Doorschuiven van de kosten naar de bevolking...?

Velen in de klimaatbeweging blijven denken binnen de logica van het kapitalistische marktdenken. Olie en gas zijn volgens hen te goedkoop, daarom zou er verspild worden. De 'koolstofprijs' zou zwaar verhoogd moeten worden. Dan zouden de mensen vanzelf betere keuzes maken in hun aankoopgedrag. Alle grote olie- en gasbedrijven promoten sterk deze koolstofprijs. Het schuift de verantwoordelijkheid van hen weg. De kleine eindgebruiker, die het minste te zeggen heeft over de strategische investeringen, mag alle kosten dragen.

In Frankrijk is het die koolstoftaks, in naam van het klimaat, die de druppel teveel was en die de Gele Hesjes op straat bracht. Hun protest is terecht.
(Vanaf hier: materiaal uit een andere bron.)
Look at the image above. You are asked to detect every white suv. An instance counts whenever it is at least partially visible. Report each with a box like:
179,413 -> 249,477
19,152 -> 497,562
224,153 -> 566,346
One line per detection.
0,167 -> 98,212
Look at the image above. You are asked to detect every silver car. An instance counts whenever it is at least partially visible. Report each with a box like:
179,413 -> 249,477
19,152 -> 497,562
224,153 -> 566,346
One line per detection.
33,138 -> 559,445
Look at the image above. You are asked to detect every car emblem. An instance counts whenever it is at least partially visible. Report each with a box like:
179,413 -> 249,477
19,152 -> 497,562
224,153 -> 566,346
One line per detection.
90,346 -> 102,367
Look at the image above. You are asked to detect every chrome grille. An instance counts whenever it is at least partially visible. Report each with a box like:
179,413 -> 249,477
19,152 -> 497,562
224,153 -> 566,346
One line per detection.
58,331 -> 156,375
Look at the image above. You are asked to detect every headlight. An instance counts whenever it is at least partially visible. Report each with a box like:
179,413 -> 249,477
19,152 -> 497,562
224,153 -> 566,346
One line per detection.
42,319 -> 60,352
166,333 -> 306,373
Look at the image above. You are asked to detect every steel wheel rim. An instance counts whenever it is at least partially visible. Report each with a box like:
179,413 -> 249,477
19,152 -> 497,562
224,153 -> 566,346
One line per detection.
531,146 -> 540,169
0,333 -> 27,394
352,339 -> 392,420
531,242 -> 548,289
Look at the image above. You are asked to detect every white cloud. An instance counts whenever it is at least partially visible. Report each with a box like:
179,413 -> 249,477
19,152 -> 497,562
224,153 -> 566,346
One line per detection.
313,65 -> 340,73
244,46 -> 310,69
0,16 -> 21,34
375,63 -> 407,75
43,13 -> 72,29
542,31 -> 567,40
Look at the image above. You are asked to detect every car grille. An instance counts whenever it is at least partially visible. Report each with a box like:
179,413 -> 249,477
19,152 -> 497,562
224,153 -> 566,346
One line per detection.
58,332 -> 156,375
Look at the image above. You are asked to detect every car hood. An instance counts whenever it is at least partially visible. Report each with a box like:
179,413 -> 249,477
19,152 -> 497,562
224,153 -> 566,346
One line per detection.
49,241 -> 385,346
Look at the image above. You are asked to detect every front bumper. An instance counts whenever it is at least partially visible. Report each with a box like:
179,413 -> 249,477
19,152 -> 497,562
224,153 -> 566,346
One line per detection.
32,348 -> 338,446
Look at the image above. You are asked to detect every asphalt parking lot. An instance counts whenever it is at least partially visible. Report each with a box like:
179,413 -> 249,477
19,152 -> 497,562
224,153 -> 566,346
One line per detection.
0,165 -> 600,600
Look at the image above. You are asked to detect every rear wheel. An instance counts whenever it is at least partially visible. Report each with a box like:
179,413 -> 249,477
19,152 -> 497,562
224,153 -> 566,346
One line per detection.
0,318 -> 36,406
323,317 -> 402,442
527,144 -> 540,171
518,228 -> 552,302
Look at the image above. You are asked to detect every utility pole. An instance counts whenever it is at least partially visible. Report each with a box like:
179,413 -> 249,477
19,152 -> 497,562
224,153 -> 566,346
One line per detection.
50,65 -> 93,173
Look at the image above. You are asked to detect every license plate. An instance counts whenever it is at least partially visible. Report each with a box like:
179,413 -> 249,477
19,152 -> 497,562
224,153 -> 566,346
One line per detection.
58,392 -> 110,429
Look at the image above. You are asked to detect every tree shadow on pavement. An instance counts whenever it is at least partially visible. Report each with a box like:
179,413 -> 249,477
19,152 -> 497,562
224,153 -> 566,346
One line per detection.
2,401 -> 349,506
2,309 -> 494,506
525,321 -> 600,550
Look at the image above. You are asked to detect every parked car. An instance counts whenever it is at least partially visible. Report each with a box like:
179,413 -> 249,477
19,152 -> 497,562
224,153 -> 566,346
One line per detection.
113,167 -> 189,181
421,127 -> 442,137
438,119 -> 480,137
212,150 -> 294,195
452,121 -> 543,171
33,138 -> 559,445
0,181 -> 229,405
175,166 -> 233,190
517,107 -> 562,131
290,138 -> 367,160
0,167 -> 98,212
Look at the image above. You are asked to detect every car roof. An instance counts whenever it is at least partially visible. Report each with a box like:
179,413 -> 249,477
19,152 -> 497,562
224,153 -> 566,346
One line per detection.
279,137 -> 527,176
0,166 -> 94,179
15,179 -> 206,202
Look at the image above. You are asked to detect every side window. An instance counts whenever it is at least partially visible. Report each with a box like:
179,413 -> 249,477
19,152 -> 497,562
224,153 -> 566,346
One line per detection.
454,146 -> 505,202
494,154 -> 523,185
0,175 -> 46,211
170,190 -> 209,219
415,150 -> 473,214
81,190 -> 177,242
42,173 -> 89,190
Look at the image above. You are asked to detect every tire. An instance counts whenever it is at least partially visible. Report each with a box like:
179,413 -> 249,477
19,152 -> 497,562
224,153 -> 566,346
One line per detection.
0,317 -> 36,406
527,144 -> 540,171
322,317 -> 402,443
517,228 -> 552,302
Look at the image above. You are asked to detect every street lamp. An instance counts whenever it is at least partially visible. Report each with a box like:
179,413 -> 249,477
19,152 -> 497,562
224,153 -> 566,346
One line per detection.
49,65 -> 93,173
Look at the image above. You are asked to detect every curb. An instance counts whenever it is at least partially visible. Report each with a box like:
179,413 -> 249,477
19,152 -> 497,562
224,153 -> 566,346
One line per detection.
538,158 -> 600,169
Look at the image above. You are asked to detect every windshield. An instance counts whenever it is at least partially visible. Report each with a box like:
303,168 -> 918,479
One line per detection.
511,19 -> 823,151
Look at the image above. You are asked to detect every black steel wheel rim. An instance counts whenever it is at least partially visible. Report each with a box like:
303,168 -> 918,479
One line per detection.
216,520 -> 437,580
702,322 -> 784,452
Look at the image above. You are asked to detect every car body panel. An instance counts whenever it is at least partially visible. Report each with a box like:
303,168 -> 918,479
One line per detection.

Hun volhardenheid toont een weg van klassenstrijd die de Franse staat al toegevingen heeft afgedwongen.

Wij hebben de taak om strijd te voeren voor klimaatmaatregelen die sociaal rechtvaardig zijn. Zonder sociaal draagvlak kan een echt klimaatbeleid niet bestaan. Tegelijk wijst heel de klimaatproblematiek erop dat het kapitalistisch systeem de oorzaak is van de problemen. Zo helpt de klimaatstrijd ook de bewustmaking over de noodzaak van systeemverandering.

Klimaat is klassenstrijd, 14 december 2018.